More Than Retirement

Social Security is more than retirement. Many people think of Social Security as just a
retirement program. Most of the people receiving Social Security do get retirement benefits, but others get Social Security because they’re:

• Disabled; or
• A spouse or child of someone getting Social Security; or
• A spouse or child of a worker who died; or
• A dependent parent of a worker who died.

Depending on your circumstances, you may be eligible for Social Security at any age. In fact, Social Security pays more benefits to children than any other government program.

A Simple Concept

Social Security reaches almost every family, and at some point, touches the lives of nearly all Americans.

Social Security helps older Americans, workers who become disabled, and families in which a spouse or parent dies.

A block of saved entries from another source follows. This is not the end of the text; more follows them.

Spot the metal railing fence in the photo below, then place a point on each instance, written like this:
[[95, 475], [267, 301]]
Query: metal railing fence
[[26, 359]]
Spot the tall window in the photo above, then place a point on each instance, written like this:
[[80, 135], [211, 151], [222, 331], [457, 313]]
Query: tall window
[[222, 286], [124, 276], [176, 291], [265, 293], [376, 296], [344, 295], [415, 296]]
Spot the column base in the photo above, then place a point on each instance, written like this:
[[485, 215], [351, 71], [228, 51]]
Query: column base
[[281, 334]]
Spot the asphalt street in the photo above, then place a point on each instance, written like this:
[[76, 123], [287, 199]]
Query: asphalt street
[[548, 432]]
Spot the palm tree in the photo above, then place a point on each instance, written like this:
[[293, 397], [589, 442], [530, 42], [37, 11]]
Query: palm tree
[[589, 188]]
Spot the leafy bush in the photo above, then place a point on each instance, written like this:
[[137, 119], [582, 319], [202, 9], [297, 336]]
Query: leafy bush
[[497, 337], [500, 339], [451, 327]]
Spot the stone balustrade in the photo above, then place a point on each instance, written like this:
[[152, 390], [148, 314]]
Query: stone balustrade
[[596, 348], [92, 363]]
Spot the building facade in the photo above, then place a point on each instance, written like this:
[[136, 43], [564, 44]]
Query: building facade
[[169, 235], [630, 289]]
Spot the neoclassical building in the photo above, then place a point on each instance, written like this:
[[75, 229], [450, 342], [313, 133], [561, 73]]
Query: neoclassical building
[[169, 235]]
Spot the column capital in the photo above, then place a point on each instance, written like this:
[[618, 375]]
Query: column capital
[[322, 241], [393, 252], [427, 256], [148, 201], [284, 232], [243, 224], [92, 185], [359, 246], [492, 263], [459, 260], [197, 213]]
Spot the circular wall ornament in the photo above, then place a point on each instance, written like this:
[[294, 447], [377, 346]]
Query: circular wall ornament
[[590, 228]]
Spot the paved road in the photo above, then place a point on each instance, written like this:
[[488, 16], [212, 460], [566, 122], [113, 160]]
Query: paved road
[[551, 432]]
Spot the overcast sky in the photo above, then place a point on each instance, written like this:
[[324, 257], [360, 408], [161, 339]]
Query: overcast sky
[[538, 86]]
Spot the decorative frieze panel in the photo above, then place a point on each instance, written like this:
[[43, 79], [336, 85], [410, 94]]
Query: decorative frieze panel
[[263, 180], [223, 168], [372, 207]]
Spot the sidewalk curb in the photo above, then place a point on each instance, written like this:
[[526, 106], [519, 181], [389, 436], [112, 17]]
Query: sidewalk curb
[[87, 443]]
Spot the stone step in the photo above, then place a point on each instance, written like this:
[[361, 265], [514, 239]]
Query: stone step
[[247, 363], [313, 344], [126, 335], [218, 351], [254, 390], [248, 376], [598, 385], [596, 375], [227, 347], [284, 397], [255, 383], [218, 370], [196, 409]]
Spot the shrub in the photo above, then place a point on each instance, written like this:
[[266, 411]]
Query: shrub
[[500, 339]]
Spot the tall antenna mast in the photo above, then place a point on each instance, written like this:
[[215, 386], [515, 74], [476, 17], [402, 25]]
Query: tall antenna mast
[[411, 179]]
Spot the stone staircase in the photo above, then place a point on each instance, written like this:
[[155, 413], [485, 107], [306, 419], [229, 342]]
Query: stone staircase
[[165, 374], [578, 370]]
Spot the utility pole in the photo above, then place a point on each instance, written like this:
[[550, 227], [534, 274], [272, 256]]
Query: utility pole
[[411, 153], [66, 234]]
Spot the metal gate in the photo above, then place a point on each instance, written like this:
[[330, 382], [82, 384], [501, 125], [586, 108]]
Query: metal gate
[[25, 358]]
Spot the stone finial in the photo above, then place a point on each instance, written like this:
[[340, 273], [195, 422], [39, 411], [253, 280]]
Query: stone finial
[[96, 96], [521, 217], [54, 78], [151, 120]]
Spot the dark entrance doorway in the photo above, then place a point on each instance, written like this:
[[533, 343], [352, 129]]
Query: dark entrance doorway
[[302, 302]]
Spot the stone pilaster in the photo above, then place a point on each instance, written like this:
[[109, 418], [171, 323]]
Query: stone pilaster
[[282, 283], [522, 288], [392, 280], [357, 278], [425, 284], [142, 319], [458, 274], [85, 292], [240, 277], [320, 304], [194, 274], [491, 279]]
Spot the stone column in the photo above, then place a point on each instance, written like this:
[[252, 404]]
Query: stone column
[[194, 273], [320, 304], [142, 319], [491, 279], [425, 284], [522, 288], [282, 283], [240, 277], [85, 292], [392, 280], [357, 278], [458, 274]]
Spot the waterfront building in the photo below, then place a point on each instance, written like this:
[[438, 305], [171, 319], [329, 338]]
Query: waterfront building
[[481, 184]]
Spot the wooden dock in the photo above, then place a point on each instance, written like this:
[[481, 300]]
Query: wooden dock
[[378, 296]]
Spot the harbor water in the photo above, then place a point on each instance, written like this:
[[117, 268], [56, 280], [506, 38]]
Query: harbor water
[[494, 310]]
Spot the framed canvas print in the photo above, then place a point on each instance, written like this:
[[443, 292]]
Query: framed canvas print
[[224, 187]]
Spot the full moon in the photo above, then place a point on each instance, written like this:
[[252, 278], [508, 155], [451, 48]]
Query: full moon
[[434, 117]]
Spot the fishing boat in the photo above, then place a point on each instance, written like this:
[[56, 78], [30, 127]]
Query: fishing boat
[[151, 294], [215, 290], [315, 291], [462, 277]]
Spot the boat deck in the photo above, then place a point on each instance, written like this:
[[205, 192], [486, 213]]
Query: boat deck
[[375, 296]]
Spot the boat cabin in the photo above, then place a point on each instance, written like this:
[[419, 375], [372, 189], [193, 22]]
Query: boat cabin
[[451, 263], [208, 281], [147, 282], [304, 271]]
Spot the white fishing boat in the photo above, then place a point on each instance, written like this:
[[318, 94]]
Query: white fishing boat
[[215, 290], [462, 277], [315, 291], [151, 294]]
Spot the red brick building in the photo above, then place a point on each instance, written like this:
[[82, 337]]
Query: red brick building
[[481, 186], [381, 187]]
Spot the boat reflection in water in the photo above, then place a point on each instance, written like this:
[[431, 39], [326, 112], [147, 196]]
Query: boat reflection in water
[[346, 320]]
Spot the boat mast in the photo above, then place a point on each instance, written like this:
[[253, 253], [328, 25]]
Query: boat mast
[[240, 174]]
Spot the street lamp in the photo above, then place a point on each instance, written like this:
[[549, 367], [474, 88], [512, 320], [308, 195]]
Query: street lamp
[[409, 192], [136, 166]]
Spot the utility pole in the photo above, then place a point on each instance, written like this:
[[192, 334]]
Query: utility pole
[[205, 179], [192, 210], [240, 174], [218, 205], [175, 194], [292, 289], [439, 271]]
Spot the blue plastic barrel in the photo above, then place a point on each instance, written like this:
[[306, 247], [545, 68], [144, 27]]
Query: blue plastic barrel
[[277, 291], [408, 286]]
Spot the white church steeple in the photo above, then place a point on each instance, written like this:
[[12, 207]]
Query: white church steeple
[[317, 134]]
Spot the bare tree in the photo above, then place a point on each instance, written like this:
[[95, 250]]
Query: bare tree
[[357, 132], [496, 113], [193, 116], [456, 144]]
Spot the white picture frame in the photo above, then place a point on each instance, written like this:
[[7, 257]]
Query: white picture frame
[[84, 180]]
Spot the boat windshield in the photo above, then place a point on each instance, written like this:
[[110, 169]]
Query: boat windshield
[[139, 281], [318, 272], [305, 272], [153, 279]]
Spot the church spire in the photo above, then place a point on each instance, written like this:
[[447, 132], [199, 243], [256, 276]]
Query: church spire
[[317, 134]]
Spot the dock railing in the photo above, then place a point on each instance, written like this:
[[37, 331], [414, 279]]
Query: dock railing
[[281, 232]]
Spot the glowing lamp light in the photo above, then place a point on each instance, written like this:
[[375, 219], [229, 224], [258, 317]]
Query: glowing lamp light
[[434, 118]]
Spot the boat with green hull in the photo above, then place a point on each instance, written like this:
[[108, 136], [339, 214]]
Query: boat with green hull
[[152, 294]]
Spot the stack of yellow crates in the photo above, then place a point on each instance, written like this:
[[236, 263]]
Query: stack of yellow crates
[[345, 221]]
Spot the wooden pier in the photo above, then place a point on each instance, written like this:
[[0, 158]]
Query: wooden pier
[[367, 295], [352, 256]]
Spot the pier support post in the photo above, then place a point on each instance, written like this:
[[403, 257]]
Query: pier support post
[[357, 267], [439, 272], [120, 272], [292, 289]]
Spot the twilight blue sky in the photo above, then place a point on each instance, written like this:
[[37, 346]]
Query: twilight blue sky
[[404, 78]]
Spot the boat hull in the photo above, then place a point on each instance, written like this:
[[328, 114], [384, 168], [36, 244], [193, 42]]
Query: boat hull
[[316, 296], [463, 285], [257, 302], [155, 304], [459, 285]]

Today, about 167 million people work and pay Social Security taxes and about 59 million people receive monthly Social Security benefits.

Most of our beneficiaries are retirees and their families—about 42 million people.
But Social Security was never meant to be the only source of income for people when they retire.

Social Security replaces about 40 percent of an average wage earner’s income after retiring, and most financial advisors say retirees will need 70 percent or more of pre-retirement earnings to live
comfortably. To have a comfortable retirement, Americans need more than Social Security. They also need private pensions, savings, and investments.

The Social Security Administration wants you to understand what Social Security can mean to you
and your family’s financial future. This publication, Understanding The Benefits, explains the basics of the Social Security retirement, disability, and survivors insurance programs.

The current Social Security system works like this: when you work, you pay taxes into Social Security. We use the tax money to pay benefits to:

• People who already have retired;
• People who are disabled;
• Survivors of workers who have died; and
• Dependents of beneficiaries.

The money you pay in taxes isn’t held in a personal account for you to use when you get benefits. We use your taxes to pay people who are getting benefits right now. Any unused money goes to the Social Security trust funds, not a personal account with your name on it.